Review by Martha Heimberg
The smiling Emcee opens his arms to the noisy, excited crowd at the Kit Kat Club, a seedy Berlin nightclub in 1930s Berlin smartly recreated with tables up front at Arts Mission Oak Cliff [AMOC]. The five-member band onstage strikes up the opening burlesque tune “Willkommen”. The Emcee in a top hat and tux begins singing the famous song from John Kander and Fred Ebb’s 1963 groundbreaking musical Cabaret. Everybody in the sold-out house whistles and shouts.
We’re off and cheering at the gaudy, gritty, and immersive show, jointly produced by The Lost Boy Presents and AMOC, and directed by Sasha Maya Ada with a daring realism. It starts with a bang and a drum roll. Our grinning Emcee [a ballsy, vulgar Brian Harden, who is also the company founder] rips off his tux, piece by piece, throws a sleeve to the audience, tosses his top hat, and lets his long hair drop to his shoulders, and finishes the number stripped to garters and a bare chest. Talk about letting it all hangout.

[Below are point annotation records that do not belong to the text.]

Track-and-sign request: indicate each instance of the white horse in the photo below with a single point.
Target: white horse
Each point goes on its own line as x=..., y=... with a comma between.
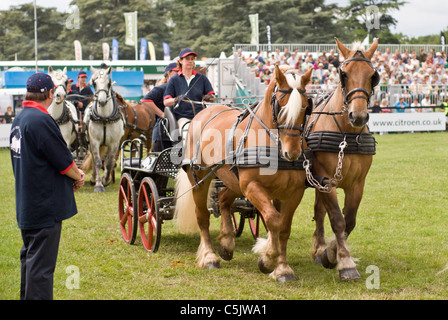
x=62, y=110
x=105, y=128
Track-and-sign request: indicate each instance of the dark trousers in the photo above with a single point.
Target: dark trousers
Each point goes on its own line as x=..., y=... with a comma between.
x=38, y=259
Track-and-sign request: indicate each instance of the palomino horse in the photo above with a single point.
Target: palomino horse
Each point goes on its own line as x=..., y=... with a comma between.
x=343, y=150
x=275, y=192
x=62, y=110
x=104, y=127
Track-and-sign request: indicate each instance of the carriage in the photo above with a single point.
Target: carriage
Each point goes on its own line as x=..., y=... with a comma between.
x=302, y=135
x=147, y=195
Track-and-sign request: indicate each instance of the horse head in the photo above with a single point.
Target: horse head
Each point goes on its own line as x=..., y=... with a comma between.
x=358, y=78
x=60, y=80
x=102, y=84
x=289, y=103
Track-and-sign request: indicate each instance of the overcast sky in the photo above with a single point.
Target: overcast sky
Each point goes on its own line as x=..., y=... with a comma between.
x=415, y=18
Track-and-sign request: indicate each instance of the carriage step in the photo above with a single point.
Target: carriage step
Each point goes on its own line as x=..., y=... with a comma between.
x=166, y=207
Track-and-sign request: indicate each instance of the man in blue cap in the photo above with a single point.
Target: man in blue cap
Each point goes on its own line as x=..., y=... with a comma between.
x=154, y=100
x=45, y=178
x=81, y=88
x=187, y=84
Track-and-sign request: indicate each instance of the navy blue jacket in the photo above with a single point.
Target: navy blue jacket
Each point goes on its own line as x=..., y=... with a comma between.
x=156, y=96
x=177, y=86
x=40, y=159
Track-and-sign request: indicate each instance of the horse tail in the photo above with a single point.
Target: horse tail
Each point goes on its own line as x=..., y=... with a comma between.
x=87, y=163
x=185, y=212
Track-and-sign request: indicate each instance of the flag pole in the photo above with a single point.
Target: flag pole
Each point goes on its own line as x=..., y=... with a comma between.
x=136, y=36
x=35, y=33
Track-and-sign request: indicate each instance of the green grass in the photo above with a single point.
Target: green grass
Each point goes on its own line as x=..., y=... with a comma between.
x=401, y=229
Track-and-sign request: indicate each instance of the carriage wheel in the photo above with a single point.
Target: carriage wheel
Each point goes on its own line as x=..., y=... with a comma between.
x=127, y=208
x=258, y=226
x=238, y=223
x=149, y=221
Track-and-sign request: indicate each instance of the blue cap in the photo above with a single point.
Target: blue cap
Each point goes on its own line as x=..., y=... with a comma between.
x=39, y=82
x=187, y=52
x=171, y=66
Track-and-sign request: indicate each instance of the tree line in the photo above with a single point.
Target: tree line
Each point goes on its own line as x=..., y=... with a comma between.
x=207, y=26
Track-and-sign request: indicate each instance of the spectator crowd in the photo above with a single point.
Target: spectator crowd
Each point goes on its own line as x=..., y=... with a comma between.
x=418, y=81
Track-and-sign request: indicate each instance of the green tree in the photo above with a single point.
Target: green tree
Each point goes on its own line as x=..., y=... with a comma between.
x=17, y=32
x=357, y=14
x=101, y=21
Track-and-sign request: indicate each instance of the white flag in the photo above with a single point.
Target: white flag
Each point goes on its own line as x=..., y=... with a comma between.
x=253, y=18
x=365, y=42
x=106, y=51
x=78, y=50
x=130, y=19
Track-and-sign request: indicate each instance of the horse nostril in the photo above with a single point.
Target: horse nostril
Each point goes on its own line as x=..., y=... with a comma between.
x=350, y=115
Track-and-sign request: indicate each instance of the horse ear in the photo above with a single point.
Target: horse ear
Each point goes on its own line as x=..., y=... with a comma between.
x=306, y=77
x=369, y=53
x=279, y=76
x=343, y=50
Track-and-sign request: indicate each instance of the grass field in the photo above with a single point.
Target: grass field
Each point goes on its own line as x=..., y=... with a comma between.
x=401, y=231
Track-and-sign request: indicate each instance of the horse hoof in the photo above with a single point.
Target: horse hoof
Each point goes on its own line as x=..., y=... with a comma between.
x=325, y=262
x=317, y=260
x=262, y=267
x=286, y=278
x=225, y=254
x=213, y=265
x=99, y=189
x=349, y=274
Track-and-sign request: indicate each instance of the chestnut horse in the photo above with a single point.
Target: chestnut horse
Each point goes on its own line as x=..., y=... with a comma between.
x=343, y=151
x=275, y=192
x=140, y=121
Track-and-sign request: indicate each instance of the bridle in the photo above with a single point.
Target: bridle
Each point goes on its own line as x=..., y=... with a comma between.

The diverse chorus, baring their busts and bottoms, circle the tables and dance down the aisles with a wink and a thrust, in Avery-Jai Andrews’ come-and-get-it burlesque-style choreography. Brandon Tyner’s hot band is onstage throughout, flirting with the chorus and accompanying the high kicks and wiggles.
The denials and tawdry decadence of the era just before the Nazis took over Germany are immediately established. The show focuses on a gay young American writer, Cliff Bradshaw [a boyish Cameron Casey], and his affair with the British Kit Kat star Sally Bowles [a streetwise, politically naïve Abigail Palmgren]. Act I is all-party. Palmgren’s Sally has the pipes and the pizazz to fill the high-ceilinged hall with her big numbers, “Don’t Tell Mama” and “Mein Herr”, the latter ensconced in a big golden chair and surrounded by the bottoms-up chorus.

Once Sally has convinced Cliff to let her move in with him in his tiny boarding house room, the two do a charming version of “Perfectly Marvelous Girl,” the one scene where the two create a little physical spark together. Her touching, hopeful rendition of “Maybe this Time” got a special round of applause. By the time she’s been through the mill of another failing romance and a surprise pregnancy, her bitter, strident retake on the title song is purely wrenching.
The other romance involving an older German couple is even more telling about the swelling Nazi threat. Sally Diamond’s Fraulein Schneider, who runs the boarding house where Cliff lives, is a widowed warrior, good-hearted, but not expecting much from life. The neighboring fruit market owner, Herr Schultz [an elegant, gentlemanly Kenne Earl] brings her a pineapple, singing a lovely duet evoking love late in life. Later, their hymn to “Marriage” has couples holding hands throughout the theater. But when Nazi armbands begin appearing in the neighborhood, he’s so trusting that even though he’s Jewish, he believes because he is German there will be no problem. She sees their impossible future before he does, and the sadness of true love crushed by ruthless politics is heartbreaking. The sound system earlier in the show was off, distorting Diamond’s voice to a screech in places. By the time she sings “What Would You Do?,” where the nuance and strength of the survivor.
The first act ends with the beautiful “Tomorrow Belongs to Me”, the Nazi anthem. But this time it’s delivered with a fierce attitude, led by the brazen boarding house prostitute Fritzie [Andrews in aggressive mode].

Act Two is shorter and much darker [the show runs two hours and 40 minutes with a 15-minute intermission to buy drinks. Alcohol sales support AMOC]. Romance is shattered, and more friends reveal themselves as Nazis. When the Emcee dances comically around with his lover in a gorilla costume to “If They Could See Her Through My Eyes”, he declares she’s not the animal the Nazis believe, even though “she’s a Jew.” A dramatic sudden costume drop at this point is so perfect, I won’t spoil the effect with too much detail.
More ugly surprises follow until at last, the Cabaret is over and the full effect of the approaching Holocaust horrors are ringing in the air in a simple and profoundly terrifying ending you need to see for yourself. I urge you to do just that.
Tickets range from $25 for general admission to $175 for a table seating four with cocktail service. The show runs through January 21; check artsmissionoc.org for times and tickets.